Femme de pouvoir, Jeanne de Bourbon-Vendôme s'inscrit dans une lignée, celle de La Tour d'Auvergne, et c'est peut-être pour cette raison qu'elle paraît être enceinte. Sa main droite soutient en effet son ventre, éviscéré certes, mais à la manière de certaines vierges parturiantes du XVe siècle, ou même comme sur les planches anatomiques de Vésale quelques décennies plus tard. C'est donc comme porteuse d'une lignée, d'une dynastie, qu'elle entre dans l'éternité. Inhumation de prestige, le tombeau et la représentation de la défunte sont clairement une expression de pouvoir. Jeanne de Bourbon-Vendôme, sur son gisant, est couchée avec la couronne comptale, avec le blason héraldique de la maison d'Auvergne mêlée au sien, comme sur le triptyque de l'Annonciation, dit triptyque de Vic-le-Comte, où elle est représentée en donatrice, et on voit que c'était une jolie femme, avec son second époux. On le voit, elle n'a pas renoncé à ses prétentions politiques, son épitaphe le rappelle d'ailleurs. La puissance de Jeanne de Bourbon-Vendôme, princesse de France, descendante de Saint-Louis et régent d'un comté extrêmement puissant à l'époque, s'exprime à travers son monument.

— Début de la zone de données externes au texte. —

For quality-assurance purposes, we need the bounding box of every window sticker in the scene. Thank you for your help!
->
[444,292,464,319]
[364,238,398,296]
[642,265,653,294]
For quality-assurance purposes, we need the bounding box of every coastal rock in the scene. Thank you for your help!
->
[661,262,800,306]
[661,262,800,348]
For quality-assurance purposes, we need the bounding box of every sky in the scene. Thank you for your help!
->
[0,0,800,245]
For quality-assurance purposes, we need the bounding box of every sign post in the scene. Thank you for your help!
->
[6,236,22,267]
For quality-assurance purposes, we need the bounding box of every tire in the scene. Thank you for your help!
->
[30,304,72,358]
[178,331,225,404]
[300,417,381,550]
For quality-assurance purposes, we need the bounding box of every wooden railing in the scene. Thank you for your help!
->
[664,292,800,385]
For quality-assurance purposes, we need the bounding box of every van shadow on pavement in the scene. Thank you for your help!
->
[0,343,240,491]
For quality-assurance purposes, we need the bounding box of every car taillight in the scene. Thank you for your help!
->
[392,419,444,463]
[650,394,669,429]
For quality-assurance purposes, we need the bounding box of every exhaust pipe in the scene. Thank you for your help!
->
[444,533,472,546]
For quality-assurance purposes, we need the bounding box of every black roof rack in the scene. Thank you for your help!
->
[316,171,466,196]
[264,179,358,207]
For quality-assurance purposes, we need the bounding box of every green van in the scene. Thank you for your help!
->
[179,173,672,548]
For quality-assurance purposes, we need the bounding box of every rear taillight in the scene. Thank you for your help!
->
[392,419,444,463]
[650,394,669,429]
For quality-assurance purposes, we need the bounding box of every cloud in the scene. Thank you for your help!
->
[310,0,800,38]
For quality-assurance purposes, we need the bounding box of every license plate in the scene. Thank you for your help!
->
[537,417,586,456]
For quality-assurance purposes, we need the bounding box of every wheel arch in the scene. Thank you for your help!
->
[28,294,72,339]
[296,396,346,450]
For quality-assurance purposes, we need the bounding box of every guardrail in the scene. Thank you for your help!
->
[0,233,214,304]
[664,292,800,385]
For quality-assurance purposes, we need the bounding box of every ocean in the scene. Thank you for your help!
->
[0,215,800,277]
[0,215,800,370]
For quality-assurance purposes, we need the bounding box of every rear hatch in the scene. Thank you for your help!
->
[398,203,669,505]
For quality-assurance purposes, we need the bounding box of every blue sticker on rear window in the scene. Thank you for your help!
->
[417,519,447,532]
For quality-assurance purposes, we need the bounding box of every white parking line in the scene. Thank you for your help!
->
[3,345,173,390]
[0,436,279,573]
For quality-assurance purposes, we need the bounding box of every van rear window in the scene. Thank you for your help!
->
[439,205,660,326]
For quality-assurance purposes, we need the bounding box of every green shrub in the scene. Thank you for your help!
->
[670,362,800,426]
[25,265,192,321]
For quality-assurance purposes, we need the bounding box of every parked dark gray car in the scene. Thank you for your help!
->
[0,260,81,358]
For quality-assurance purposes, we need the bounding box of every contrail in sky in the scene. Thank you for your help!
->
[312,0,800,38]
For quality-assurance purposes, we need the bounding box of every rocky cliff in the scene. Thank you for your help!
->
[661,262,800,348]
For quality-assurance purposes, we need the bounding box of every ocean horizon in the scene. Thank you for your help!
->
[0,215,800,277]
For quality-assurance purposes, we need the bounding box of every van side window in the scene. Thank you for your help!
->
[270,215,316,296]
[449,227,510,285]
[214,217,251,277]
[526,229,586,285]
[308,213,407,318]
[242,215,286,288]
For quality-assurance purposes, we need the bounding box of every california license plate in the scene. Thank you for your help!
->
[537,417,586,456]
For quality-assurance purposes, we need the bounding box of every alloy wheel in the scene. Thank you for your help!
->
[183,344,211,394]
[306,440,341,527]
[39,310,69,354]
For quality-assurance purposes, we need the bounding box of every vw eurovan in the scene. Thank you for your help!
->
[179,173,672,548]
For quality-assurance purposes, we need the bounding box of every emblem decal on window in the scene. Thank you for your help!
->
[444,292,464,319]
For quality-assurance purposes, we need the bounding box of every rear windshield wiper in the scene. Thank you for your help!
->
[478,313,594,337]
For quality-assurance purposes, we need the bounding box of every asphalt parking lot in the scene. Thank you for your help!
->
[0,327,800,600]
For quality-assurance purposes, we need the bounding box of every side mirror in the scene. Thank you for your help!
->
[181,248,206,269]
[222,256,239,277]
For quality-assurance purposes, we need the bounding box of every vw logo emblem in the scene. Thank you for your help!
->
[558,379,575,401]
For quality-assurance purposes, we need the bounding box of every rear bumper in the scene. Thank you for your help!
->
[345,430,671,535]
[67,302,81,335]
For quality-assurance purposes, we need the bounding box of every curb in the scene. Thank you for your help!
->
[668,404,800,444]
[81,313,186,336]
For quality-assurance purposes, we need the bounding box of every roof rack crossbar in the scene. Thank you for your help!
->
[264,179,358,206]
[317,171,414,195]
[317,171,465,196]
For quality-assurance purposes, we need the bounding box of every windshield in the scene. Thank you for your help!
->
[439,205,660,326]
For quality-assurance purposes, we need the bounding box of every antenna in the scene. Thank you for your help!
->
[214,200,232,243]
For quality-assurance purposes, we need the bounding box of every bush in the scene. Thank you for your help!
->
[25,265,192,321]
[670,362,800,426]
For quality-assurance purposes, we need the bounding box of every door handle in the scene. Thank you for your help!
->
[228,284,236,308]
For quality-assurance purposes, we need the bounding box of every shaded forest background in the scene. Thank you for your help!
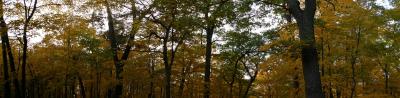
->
[0,0,400,98]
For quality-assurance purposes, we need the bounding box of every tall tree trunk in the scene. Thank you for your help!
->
[288,0,324,98]
[78,76,86,98]
[0,7,11,98]
[21,0,37,98]
[162,27,171,98]
[204,26,214,98]
[350,26,361,98]
[0,0,21,98]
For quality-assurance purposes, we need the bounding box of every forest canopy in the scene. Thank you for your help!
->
[0,0,400,98]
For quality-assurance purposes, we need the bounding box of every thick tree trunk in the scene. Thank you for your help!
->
[204,26,214,98]
[21,0,37,98]
[78,76,86,98]
[0,12,11,98]
[0,0,21,98]
[162,29,171,98]
[288,0,324,98]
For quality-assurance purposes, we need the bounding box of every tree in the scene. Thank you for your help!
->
[21,0,37,98]
[288,0,325,98]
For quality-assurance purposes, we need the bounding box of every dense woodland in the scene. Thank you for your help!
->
[0,0,400,98]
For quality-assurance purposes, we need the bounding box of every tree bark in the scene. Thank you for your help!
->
[204,26,214,98]
[288,0,324,98]
[0,0,21,98]
[21,0,37,98]
[78,76,86,98]
[0,4,11,98]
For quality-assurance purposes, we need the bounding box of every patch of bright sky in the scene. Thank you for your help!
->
[375,0,394,9]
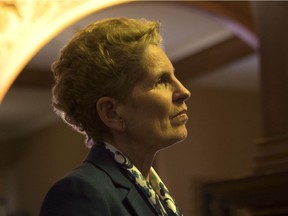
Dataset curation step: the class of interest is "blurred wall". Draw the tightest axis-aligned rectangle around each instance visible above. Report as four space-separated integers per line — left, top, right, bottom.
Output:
158 88 260 216
0 85 260 216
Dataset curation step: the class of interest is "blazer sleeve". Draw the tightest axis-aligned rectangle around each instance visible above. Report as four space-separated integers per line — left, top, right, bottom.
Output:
39 176 111 216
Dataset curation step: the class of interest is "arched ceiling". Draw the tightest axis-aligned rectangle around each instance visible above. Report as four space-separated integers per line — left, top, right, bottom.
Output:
0 1 258 146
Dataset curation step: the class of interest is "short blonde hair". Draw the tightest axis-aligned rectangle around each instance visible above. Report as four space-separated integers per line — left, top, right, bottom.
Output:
52 18 162 145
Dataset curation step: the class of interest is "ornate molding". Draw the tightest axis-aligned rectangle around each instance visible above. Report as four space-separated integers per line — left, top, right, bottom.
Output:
0 0 127 102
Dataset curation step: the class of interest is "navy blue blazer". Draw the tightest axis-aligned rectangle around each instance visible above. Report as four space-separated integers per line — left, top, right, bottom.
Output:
39 146 157 216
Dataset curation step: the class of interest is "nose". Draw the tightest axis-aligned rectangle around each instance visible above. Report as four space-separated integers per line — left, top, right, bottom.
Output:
173 78 191 104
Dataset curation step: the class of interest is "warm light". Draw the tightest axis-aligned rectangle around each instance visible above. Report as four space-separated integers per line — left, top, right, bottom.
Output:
0 0 128 103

Pour conclure, à travers l'étude du tombeau de Jeanne de Bourbon-Vendôme, on retrouve deux types de commémorations funéraires.
Le premier type renvoie à la mémoire des ancêtres et à la lignée de la comtesse.
Le second type, au souci des morts et au salut de Jeanne.
Une approche rétrospective et prospective, une dialectique entre le souvenir et le devenir du défunt.
Exceptionnellement en avance sur son temps, cette comtesse peu académique a eu sa mémoire un petit peu oubliée dans un angle mort de l'histoire. Son tombeau nous la rappelle et cette enquête en cours nous rappelle aussi, pour citer le grand Aby Warbourg, que l'histoire de l'art et l'histoire tout court est souvent une "histoire de fantômes pour grandes personnes". Je vous remercie.